The timing of such anti-immigrant sentiment couldn’t have been worse. Today, an unprecedented 68.5 million people around the world have been forced from their homes because of conflict and persecution. A recent World Bank report warns that climate change and resulting water scarcity, droughts and sea-level rise will transform more than 143 million people in the world into “climate migrants.” At the same time, the accelerating pace of technological development constantly challenges traditional job categories and threatens employment and economic stability, potentially creating more domestic and international displacement.
I am disheartened that instead of working on smart policies aimed at dealing with the inevitable increase of migrations, we, as a society, retreat into nationalism and xenophobia. Instead of debating comprehensive immigration laws and common-sense solutions to modern day job creation, Congress debates building a border wall.

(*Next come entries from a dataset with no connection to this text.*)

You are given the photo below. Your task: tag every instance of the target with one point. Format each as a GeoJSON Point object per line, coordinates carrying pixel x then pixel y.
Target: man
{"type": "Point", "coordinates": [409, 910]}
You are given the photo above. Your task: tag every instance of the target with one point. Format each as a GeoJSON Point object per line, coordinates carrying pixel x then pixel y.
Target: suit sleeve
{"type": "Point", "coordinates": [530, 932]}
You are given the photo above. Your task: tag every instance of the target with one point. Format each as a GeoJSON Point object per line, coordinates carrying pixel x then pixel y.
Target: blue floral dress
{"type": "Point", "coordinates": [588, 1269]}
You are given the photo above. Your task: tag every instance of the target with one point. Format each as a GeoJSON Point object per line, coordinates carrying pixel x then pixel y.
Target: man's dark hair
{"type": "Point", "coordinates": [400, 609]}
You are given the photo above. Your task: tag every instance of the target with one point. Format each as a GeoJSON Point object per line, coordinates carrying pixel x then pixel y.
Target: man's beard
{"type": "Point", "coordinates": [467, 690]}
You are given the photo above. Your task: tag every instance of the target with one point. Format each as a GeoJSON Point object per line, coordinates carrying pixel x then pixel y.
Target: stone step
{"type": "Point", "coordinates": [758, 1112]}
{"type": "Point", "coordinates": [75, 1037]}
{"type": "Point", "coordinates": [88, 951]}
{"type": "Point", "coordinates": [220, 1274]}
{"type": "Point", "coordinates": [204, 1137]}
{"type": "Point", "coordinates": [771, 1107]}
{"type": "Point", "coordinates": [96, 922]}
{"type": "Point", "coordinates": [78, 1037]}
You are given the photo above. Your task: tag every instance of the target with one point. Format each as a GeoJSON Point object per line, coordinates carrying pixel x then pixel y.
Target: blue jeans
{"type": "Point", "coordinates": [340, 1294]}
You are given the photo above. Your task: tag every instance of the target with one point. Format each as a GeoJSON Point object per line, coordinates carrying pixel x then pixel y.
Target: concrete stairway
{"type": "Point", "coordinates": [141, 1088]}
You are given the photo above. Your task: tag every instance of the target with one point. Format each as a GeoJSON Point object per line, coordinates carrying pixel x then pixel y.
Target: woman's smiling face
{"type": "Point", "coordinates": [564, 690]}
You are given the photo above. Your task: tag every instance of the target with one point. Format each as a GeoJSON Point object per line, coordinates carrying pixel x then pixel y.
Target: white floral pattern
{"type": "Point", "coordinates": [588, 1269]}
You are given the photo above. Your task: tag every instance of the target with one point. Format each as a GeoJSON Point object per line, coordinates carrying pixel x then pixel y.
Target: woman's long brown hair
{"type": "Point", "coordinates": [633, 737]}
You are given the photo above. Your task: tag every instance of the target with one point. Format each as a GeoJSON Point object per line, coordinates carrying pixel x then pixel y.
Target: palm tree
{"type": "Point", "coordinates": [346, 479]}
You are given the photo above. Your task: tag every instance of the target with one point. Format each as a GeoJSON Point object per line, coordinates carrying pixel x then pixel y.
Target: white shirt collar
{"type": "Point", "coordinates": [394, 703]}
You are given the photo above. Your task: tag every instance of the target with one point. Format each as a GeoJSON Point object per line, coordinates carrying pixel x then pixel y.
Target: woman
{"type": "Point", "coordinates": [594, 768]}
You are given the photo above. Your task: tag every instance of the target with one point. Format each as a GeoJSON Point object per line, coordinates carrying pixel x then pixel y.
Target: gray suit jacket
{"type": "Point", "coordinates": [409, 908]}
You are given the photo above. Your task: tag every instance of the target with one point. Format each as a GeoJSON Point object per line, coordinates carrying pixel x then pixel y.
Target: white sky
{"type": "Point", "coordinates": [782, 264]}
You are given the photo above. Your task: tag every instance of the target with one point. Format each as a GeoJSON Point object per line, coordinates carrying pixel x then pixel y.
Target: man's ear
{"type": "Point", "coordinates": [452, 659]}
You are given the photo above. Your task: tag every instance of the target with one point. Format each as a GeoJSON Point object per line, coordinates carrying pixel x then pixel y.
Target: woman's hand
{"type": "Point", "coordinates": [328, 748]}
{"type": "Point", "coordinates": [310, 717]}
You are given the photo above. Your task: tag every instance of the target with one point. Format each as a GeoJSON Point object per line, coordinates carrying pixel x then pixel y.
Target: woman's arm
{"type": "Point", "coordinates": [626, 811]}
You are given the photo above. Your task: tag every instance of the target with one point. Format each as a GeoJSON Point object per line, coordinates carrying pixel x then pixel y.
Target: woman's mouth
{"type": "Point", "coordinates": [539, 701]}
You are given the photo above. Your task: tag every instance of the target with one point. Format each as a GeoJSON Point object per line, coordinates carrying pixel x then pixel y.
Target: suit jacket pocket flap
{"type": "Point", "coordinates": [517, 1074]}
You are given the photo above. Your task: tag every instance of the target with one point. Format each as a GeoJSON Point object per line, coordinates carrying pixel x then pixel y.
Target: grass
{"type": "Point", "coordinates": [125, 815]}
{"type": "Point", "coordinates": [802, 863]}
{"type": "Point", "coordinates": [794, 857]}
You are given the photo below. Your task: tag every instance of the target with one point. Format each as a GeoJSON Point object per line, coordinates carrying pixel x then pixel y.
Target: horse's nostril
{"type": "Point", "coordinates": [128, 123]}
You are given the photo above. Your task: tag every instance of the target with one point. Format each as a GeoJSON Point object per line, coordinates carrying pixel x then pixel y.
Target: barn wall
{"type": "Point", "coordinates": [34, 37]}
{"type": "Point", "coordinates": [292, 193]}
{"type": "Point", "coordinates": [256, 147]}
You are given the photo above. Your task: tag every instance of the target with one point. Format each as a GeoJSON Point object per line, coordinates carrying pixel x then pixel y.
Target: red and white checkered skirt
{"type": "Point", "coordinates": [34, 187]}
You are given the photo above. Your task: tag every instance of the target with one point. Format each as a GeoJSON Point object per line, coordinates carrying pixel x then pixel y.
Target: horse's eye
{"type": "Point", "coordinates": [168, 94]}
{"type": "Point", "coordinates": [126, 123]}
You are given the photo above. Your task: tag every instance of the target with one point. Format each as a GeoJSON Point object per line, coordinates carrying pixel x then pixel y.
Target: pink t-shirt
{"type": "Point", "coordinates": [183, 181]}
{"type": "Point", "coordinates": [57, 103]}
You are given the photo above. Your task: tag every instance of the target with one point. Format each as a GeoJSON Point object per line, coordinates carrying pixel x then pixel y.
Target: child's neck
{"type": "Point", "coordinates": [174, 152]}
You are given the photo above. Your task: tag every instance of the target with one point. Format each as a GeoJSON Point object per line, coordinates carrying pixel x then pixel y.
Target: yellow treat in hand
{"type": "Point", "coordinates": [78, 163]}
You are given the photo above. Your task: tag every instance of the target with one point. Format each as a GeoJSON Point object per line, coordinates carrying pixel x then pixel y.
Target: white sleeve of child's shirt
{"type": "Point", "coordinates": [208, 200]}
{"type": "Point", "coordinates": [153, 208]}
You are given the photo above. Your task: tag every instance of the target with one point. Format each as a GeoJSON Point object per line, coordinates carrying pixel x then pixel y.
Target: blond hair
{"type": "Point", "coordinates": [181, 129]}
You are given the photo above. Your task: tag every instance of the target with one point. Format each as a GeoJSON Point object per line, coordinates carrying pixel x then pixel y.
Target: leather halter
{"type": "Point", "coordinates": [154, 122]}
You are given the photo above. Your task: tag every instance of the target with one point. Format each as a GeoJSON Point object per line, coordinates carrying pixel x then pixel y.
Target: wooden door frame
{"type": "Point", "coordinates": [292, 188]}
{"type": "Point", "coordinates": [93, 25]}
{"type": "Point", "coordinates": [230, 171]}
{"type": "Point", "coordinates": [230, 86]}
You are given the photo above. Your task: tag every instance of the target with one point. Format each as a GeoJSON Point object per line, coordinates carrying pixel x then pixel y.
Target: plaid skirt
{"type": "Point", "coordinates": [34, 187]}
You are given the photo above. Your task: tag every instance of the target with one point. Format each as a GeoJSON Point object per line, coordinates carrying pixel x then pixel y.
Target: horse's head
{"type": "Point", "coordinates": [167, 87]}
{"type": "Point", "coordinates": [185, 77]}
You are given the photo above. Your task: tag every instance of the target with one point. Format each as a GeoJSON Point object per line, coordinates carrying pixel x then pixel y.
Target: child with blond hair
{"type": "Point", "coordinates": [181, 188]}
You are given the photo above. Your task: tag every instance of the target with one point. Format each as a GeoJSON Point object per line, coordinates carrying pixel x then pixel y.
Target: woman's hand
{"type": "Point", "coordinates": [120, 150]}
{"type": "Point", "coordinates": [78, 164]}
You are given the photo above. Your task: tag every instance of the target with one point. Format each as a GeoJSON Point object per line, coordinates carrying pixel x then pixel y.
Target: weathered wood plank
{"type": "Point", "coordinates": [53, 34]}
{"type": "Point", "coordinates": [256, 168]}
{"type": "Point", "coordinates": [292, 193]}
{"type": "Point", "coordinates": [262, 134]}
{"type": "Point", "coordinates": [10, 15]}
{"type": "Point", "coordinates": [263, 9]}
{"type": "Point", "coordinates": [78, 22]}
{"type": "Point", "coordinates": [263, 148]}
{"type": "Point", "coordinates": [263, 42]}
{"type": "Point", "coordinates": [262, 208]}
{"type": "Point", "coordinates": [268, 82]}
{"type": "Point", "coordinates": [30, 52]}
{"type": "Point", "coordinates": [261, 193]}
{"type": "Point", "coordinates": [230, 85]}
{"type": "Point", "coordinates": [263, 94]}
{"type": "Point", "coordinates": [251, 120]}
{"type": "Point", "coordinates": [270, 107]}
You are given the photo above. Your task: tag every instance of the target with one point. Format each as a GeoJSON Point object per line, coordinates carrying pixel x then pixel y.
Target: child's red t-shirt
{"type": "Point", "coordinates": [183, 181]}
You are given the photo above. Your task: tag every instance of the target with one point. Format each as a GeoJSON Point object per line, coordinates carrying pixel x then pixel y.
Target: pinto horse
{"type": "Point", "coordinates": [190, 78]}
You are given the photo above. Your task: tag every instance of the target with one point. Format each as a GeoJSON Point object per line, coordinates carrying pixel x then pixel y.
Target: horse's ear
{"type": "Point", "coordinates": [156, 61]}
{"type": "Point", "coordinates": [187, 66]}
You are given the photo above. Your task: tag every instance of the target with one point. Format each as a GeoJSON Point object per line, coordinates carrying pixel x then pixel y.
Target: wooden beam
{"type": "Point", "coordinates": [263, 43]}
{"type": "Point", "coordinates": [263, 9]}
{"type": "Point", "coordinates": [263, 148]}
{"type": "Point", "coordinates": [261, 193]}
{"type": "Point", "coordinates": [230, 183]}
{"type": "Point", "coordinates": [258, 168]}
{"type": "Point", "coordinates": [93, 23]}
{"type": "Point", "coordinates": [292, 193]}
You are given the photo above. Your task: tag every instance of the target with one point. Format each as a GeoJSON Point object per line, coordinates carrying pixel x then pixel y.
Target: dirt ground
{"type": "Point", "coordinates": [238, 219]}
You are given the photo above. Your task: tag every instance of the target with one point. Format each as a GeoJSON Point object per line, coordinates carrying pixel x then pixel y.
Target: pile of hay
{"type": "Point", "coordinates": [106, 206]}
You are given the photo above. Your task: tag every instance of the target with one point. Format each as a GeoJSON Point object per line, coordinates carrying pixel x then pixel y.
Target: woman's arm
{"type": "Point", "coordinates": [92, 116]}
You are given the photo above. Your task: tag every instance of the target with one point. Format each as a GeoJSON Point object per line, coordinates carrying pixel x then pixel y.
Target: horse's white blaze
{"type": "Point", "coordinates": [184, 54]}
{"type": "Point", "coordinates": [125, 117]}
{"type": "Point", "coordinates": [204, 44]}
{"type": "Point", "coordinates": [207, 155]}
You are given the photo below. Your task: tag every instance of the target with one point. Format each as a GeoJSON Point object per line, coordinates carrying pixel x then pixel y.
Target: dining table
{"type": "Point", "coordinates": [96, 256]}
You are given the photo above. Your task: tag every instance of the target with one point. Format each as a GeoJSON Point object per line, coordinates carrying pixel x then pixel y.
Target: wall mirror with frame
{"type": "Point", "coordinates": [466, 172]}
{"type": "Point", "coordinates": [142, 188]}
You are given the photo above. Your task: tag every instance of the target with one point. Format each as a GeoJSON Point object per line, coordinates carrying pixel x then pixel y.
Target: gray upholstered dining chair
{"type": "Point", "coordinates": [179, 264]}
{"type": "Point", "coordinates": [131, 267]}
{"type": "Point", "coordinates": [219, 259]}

Instead of fostering innovation in the public sector and improving financial inclusion for underserved Americans and newcomers alike, the current Administration implements a Muslim Ban.
Focusing on common-sense policies to address refugee and immigration issues is essential for our survival and survival of our children. But it also forces to re-examine who we are as a nation and what type of society we want to live in. I hope it is one that embraces equality, human dignity and the rule of law, as our Constitution’s Framers envisioned 229 years ago -- and not the one that shuts the door on those who are simply trying to survive and save their children from violence. I wonder, too, whether we are really ready to deal with the consequences of making the latter choice: one day, those in dire need of refuge could be us.
Like many immigrants and refugees that make this United States their adopted home, I know all too well the fragile nature of civil order that keeps every day ordinary. I also know what truly unites us is not why or how we came here, or how difficult it was to find a job or feed our families or cast a vote. What unites us is why we are still here.
We are here to be another strong voice for safeguarding that beacon of light of American democracy, for we have seen the ugly face of darkness.